Psicologicamente, estamos nisso o tempo todo. Realizamos coisas para que
certos efeitos sejam criados, ou trabalhamos por segurança maior, por
maior aprovação social, ou para diminuir nosso senso de solidão, ou seja
lá para o que possa ser. Estamos muito presos ao conceito do "a fim de
que", por isso sempre "vivemos para", e jamais "vivemos", apenas. Há
alguma coisa que fazemos, que pensamos, que não seja orientada para uma
finalidade? (Talvez somente nas raras ocasiões em que o fazemos por amor
e não estejam em jogo aquisições ou recompensas.) Penso que esta é uma
descrição justa da nossa ocupação essencial na vida.

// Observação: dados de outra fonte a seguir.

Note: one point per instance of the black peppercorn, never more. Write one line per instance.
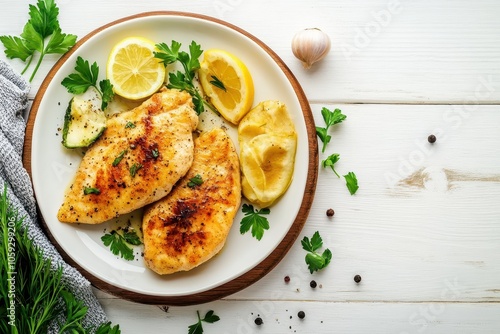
(330, 212)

Chega, então, a dura descoberta de que, na realidade, não há,
absolutamente, o "a fim de que", não há o "viver para", tais coisas não
existindo na natureza — é apenas o intelecto a extrair dos fenômenos
que observa algum tipo de explanação teológico, que, entretanto,
permanece como intervenção humana. Com isso vem a compreensão da
completa inanidade das nossas ocupações. Não seria tão mal se apenas alguns,
ou uns poucos dos nossos esforços se revelassem vãos. Seria uma
situação com a qual conseguiríamos tratar, porque a percepção
representaria apenas um outro desafio: deslocar nossas atividades para
novas áreas de interesse que oferecessem, ao menos, uma porção módica de
incentivo. Ser, porém, confrontados com o vazio de tudo que
estamos fazendo, pensando, almejando, é mais do que aquilo que podemos
suportar. Não deixa, absolutamente, possibilidade de fugir ao nada,
porque mesmo as fugas perderam agora o seu atrativo e são vistas como
tão inúteis quanto as coisas das quais queremos nos
afastar. Subitamente, parece inteiramente claro que estivemos perdendo
nosso tempo, empenhados como estávamos em atividades sem significação;
ainda assim, o que temos pela frente é menos claro. Se não vamos
continuar com as mesmas coisas — e depois do que foi tão claramente
visto, não poderemos, de fato, fazer isso — que diferença faz viver ou
morrer? Qual é, afinal, o sentido de nossa existência? Ainda há nela
algum escopo? Afinal, para nós, que sempre consideramos ser o "esforço",
o "trabalhar para" alguma coisa, sinônimo de "viver", a
autoconfrontação fornece rápida visão de completa derrota. Mergulhados
como ficamos nessa coisa chamada, provisoriamente, o "nada", ficamos, no
momento, dado o choque, paralisados quanto ao nosso funcionamento, de
hábito orientado para um objetivo.
Antes usávamos, prudentemente, o termo "artificialidade" quando nos
empenhávamos em descrever nossa forma de viver, e agora vamos ver porque
o fizemos: a Realidade nada sabe de fins, objetivos, conceitos e
esforços dos seres humanos. O conceito integral de sociedade, com sua
luta pelo poder entre as nações, as classes, os indivíduos e hierarquia
social levando às perenes tentativas para "subir", tanto social como
materialmente, são apenas invenções humanas. Ou talvez fosse mais exato
dizer que são o produto de um tipo caracteristicamente diabólico da
mente humana. Quando considerada como uma espécie de jogo, no qual o
jogador mais ágil ganha um troféu, tal manobra, dentro de regras
societárias, pode não afetar a mente de forma duradoura. Quando tomada
seriamente, entretanto, torna-se uma armadilha — desperdício de tempo e
de energia. Podemos dizer, por exemplo, que o prazer obtido pelos homens
em assegurar seu poder sobre seus semelhantes, em "ganhar a
competição", e assim por diante, é totalmente irreal. Na verdade, não
passa de um escalão que a mente recebe através de sua própria perversão
natural, baseada na suposição de que o homem é alguma coisa que não é.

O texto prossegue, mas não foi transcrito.